As we daily interact with the people within our community, when we see a need we need to meet the need. That’s it.
See a need, meet the need.
That’s all that Jesus wants from us. That’s the hallmark of a genuine committed Christ-follower.
So, when should we get busy doing this? Well, as Paul wrote:
For you know quite well that the day of the Lord’s return will come unexpectedly, like a thief in the night. 3 When people are saying, “Everything is peaceful and secure,” then disaster will fall on them as suddenly as a pregnant woman’s labor pains begin. And there will be no escape. (1 Thessalonians 5:2-3)
In other words, tough times are coming. I would argue that tough times are already here. We are living in a very unloving culture.
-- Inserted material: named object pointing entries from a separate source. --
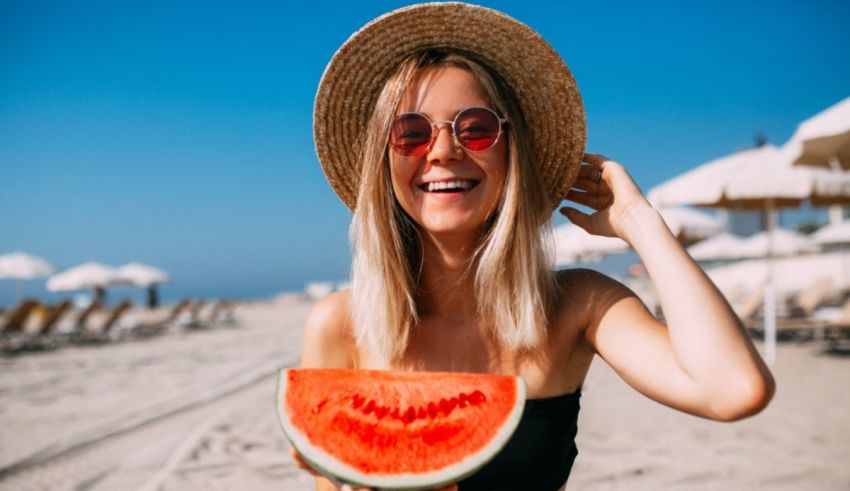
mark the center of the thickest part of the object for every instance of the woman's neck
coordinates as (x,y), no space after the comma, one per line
(447,281)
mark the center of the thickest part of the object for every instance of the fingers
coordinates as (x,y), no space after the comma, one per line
(594,159)
(577,217)
(591,200)
(589,173)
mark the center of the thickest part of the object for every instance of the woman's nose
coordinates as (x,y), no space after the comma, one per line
(445,146)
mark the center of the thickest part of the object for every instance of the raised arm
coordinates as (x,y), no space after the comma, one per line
(702,361)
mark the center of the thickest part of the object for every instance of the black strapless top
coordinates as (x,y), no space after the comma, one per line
(540,453)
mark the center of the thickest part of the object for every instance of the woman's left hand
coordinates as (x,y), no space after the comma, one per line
(605,187)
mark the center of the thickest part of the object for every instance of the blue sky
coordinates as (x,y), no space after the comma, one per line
(179,133)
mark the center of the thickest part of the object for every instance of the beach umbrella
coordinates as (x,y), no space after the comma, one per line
(757,179)
(89,275)
(689,225)
(574,244)
(21,266)
(832,234)
(724,246)
(780,242)
(824,139)
(144,276)
(792,274)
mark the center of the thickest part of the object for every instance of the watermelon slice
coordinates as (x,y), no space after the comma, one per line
(397,430)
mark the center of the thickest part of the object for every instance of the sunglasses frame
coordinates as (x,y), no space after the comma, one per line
(434,131)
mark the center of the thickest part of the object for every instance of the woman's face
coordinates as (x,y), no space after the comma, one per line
(440,93)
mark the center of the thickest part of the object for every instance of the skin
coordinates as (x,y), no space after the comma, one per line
(701,362)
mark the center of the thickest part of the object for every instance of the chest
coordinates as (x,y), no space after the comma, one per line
(557,366)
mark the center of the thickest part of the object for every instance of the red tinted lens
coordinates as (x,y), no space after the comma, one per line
(410,134)
(477,128)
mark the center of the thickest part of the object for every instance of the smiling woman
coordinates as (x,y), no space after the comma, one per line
(453,145)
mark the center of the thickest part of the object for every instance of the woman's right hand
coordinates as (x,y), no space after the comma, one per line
(305,466)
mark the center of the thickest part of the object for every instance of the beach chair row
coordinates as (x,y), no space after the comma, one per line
(797,319)
(35,325)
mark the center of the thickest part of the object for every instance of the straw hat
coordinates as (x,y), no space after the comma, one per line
(543,84)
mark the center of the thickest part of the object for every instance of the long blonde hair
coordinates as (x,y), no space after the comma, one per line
(515,288)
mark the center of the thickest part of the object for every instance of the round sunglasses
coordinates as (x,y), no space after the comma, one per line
(474,128)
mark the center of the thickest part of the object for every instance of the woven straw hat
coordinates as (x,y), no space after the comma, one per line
(543,84)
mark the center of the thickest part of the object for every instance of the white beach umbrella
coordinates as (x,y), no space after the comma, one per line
(89,275)
(784,243)
(832,234)
(689,225)
(791,274)
(145,276)
(720,247)
(824,139)
(573,244)
(761,178)
(21,266)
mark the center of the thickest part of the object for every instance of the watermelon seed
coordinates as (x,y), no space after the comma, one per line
(409,415)
(477,397)
(318,407)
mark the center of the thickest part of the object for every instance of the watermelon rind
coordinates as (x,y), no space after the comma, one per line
(342,473)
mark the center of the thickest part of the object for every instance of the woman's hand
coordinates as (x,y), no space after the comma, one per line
(305,466)
(605,187)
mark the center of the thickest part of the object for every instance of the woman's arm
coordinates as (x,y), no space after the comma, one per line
(327,344)
(702,362)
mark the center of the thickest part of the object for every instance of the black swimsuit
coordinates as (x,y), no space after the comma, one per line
(539,455)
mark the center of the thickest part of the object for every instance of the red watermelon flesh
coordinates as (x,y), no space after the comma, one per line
(397,430)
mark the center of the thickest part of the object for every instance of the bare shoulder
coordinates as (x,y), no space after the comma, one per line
(328,337)
(586,295)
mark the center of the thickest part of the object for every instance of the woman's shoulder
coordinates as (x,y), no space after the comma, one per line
(587,293)
(585,279)
(331,312)
(328,338)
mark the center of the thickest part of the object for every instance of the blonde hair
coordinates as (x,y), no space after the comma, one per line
(514,285)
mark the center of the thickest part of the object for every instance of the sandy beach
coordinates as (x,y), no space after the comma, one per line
(193,410)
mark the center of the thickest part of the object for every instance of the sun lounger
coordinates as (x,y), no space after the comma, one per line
(98,325)
(145,322)
(14,320)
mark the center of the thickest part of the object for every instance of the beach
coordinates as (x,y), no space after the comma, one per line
(194,410)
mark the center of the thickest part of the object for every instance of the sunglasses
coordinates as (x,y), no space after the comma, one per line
(474,128)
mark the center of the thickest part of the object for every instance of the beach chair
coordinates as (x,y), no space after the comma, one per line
(37,330)
(145,322)
(837,332)
(70,324)
(14,320)
(225,313)
(189,317)
(98,325)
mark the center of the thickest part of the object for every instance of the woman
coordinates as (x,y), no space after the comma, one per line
(452,150)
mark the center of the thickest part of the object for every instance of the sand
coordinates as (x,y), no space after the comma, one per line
(193,410)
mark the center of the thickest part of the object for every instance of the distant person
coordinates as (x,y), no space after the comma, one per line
(153,297)
(453,131)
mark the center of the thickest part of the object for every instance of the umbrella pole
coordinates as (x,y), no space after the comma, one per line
(770,292)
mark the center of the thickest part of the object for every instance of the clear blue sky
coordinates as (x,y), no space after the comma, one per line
(179,133)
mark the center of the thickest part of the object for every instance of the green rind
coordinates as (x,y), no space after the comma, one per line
(341,473)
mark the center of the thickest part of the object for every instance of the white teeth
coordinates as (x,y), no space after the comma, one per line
(459,184)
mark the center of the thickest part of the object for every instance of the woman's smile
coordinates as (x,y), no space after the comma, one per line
(447,188)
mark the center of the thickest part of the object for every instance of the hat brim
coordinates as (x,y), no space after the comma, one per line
(544,86)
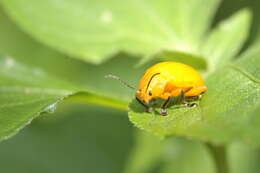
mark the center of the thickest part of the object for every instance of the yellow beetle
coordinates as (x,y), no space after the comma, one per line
(166,80)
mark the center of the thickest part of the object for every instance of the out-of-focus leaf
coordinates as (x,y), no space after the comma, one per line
(225,112)
(147,153)
(93,30)
(78,138)
(243,159)
(170,155)
(34,78)
(225,41)
(184,156)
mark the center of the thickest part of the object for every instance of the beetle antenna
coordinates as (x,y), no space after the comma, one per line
(120,80)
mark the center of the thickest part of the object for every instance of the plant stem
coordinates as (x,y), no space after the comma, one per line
(219,155)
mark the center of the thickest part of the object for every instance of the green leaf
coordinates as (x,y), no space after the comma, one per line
(145,155)
(170,155)
(225,41)
(34,79)
(77,138)
(94,30)
(225,113)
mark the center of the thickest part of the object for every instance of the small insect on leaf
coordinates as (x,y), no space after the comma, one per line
(165,81)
The people around us are in less need of our “church activities” and more need of genuine care and love.
Isaiah put it this way:
“Why this frenzy of sacrifices?”
…When you come before me,
whoever gave you the idea of acting like this,
Running here and there, doing this and that—
all this sheer commotion in the place provided for worship?
Quit your worship charades.
I can’t stand your trivial religious games…
…I’m sick of your religion, religion, religion,
while you go right on sinning.
When you put on your next prayer-performance,
I’ll be looking the other way.
No matter how long or loud or often you pray,
I’ll not be listening.
And do you know why? Because you’ve been tearing
people to pieces, and your hands are bloody.
Go home and wash up.
Clean up your act.
Sweep your lives clean of your evildoings
so I don’t have to look at them any longer.Say no to wrong.
Learn to do good.
Work for justice.
Help the down-and-out.
Stand up for the homeless.
Go to bat for the defenseless.” (Isaiah 1:11-17)
This is all about helping those in need. See the need, meet the need.